Melalui penjelasan sloka di atas, Bhagavad-gītā tidak secara dogmatis
berpandangan bahwa kebenaran hanya dimungkinkan melalui satu metode
eksklusuf dari caranya sendiri dan menegasikan yang lain. Di dalam karyanya
„Dancing with Shiva: Hinduism‟s Contemporary Catechism‟, Subramuniyaswami
menyampaikan, „no particular religion teaches the only way to salvation above all
others, but that all genuine religious paths are facets of God‟s Pure Love and
Light, deserving tolerance and understanding‟ [31]–[33]. Pandangan Bhagavad-
gītā menyiratkan perhatian pada semua agama dan tidak pernah merendahkan
keyakinan lain dimanapun. Ada rasa keberterimaan dan penghormatan kebenaran
dari manapun datangnya dan apapun atribut yang dikenakannya. Keragaman
corak dan manifestasi ekspresi penghayatan keagamaan dipandang sebagai
panorama eksoterik semata dan hal itu bersifat natural karena manusia memiliki
keragaman tingkat intelektualitas dan spiritualitas. Fenomena keragaman
merupakan langkah permulaan dari sebuah hakikat kesadaran keilahian, karena
pada akhirnya akan memuncak pada kemanungalan isoterik [31], [34].
III. KESIMPULAN
Pemikiran global ethic Hans Kung yang secara spesifik dalam kajian ini
berkaitan dengan prinsip etis non kekerasan, solidaritas, toleransi dan kesetaraan,
secara implisit dapat dijumpai dalam Bhagavad-gītā. Pertama, etika non
kekerasan dijumpai dalam Bhagavad-gītā dhyaya XIII.7-11; Bhagavad-gītā,
adhyaya XVI.1-3; dan Bhagavad-gītā, adhyaya XVII.14. Etika non kekerasan
berkelindan dengan prinsip ahiṃsā yang bermakna tidak menyakiti atau
melakukan kekerasan terhadap semua makhluk.
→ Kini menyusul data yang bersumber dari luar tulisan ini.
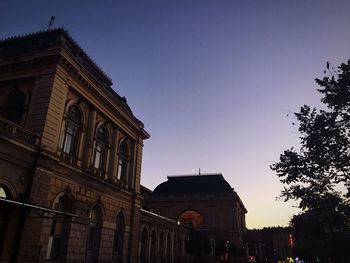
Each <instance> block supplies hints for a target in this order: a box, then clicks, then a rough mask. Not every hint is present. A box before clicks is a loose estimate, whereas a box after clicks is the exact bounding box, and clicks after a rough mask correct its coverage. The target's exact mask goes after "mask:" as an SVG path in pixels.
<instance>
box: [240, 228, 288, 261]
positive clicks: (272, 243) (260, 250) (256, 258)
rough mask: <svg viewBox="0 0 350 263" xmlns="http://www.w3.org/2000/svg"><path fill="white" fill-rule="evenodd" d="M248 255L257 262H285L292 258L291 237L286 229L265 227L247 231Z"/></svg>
mask: <svg viewBox="0 0 350 263" xmlns="http://www.w3.org/2000/svg"><path fill="white" fill-rule="evenodd" d="M246 241H247V246H248V254H249V256H252V257H254V258H255V259H256V261H257V262H277V261H278V260H280V261H285V260H286V258H287V257H293V247H294V244H293V237H292V234H291V229H290V228H288V227H266V228H263V229H252V230H248V231H247V235H246Z"/></svg>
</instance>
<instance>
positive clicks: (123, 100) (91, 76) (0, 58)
mask: <svg viewBox="0 0 350 263" xmlns="http://www.w3.org/2000/svg"><path fill="white" fill-rule="evenodd" d="M60 50H65V51H66V52H67V54H68V55H69V56H70V57H71V58H73V59H74V61H75V62H76V63H78V64H79V66H80V67H81V69H82V70H85V72H87V73H88V74H89V76H90V77H92V79H94V80H95V81H96V83H98V86H100V87H101V88H102V89H103V90H104V92H105V94H104V96H108V98H110V99H111V101H112V102H114V103H115V105H117V107H119V109H121V111H123V112H125V113H126V115H127V116H129V117H131V120H132V121H134V123H135V124H136V125H137V128H138V129H139V128H141V132H142V134H143V135H144V138H146V139H147V138H149V137H150V135H149V134H148V133H147V132H146V131H145V130H144V129H143V128H144V124H143V123H142V122H141V121H140V120H139V119H137V118H136V117H135V116H134V114H133V112H132V110H131V109H130V107H129V105H128V103H127V100H126V98H125V97H122V96H120V95H119V94H118V93H117V92H116V91H115V90H114V89H113V88H112V85H113V83H112V80H111V78H109V77H108V76H107V74H106V73H105V72H104V71H103V70H102V69H101V68H100V67H99V66H98V65H97V64H96V63H95V62H94V61H93V60H92V58H91V57H90V56H89V55H87V53H86V52H85V51H84V50H83V48H82V47H81V46H80V45H79V44H78V43H77V42H76V41H75V40H74V39H73V38H72V37H71V35H70V34H69V33H68V31H67V30H66V29H64V28H53V29H48V30H43V31H38V32H34V33H31V34H27V35H19V36H14V37H9V38H5V39H0V62H3V61H6V60H11V59H13V56H15V59H13V60H14V61H15V60H16V59H17V57H18V56H25V55H27V54H31V55H33V54H36V53H39V52H40V54H43V53H42V52H43V51H45V52H47V53H45V54H44V55H42V56H46V55H48V54H50V55H52V54H54V55H55V54H57V53H59V52H60ZM55 52H56V53H55ZM105 101H106V103H108V104H110V101H109V100H107V99H105Z"/></svg>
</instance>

Ahiṃsā merupakan salah sat
aktualisasi dari pemikiran Chandogya Upanishad ‟tat tvam asi [That thou art],
yang mewakili tema sentral filosofi „Advaita‟, „Tat Tvam Asi‟ menyatukan
gagasan makrokosmik Tuhan dan kesadaran universal dengan ekspresi individu
mikrokosmik dari diri. Kedua, etika solidaritas dan aktualisasi kebenaran Kung, di
dalam Bhagavad-gītā terindentifikasi dalam prinsip „Loka-saṅgraham‟ yang
terdapat dalam Bhagavad-gītā III.20 dan Bhagavad-gītā III.25, yang
menerangkan tentang prinsip tindakan yang berorientasi kepentingan dan
kesejahteraan public, dan prinsip „Dharma‟, yang terjabarkan setidaknya dalam
enam belas [16] sloka Bhagavad-gītā, yakni Bhagavad-gītā I.1; Bhagavad-gītā
II.7; Bhagavad-gītā II.31; Bhagavad-gītā II.33; Bhagavad-gītā II.40; Bhagavad-
gītā III.35; Bhagavad-gītā III.36; Bhagavad-gītā IV.7; Bhagavad-gītā IV.8;
Bhagavad-gītā IX.3; Bhagavad-gītā IX.21; Bhagavad-gītā XI.18; Bhagavad-gītā
XIV.27; Bhagavad-gītā XVIII.31-34. Prinsip etis „loka-saṅgraham‟ dan „dharma‟
merupakan filosofi tindakan dalam konteks individual dan sosial. Ketiga, toleransi
dan kesetarian yang merupakan bagian penting dalam pemikiran etika global Hans
Kung dapat dijumpai secara filosofis dan Bhagavad-gītā IV.11-12. Pada sloka
tersebut diuraikan mengenai kebebasan iman dan visi kesetaraan manusia.
Kajian ini secara spesifik memberikan gambaran terhadap Bhagavad-gītā
yang secara filsosofi dan substansi memiliki sinergitas dengan pemikiran Hans
Kung tentang Global Ethic. Hal ini diharapkan menjadi pengetahuan baru
(novelty) mengenai prinsip-prinsip etika global dalam Bhagavad-gītā yang pada
akhirnya mampu diterapkan dalam kehidupan nyata oleh para pembaca
Bhagavad-gītā untuk mewujudkan perdamaian global.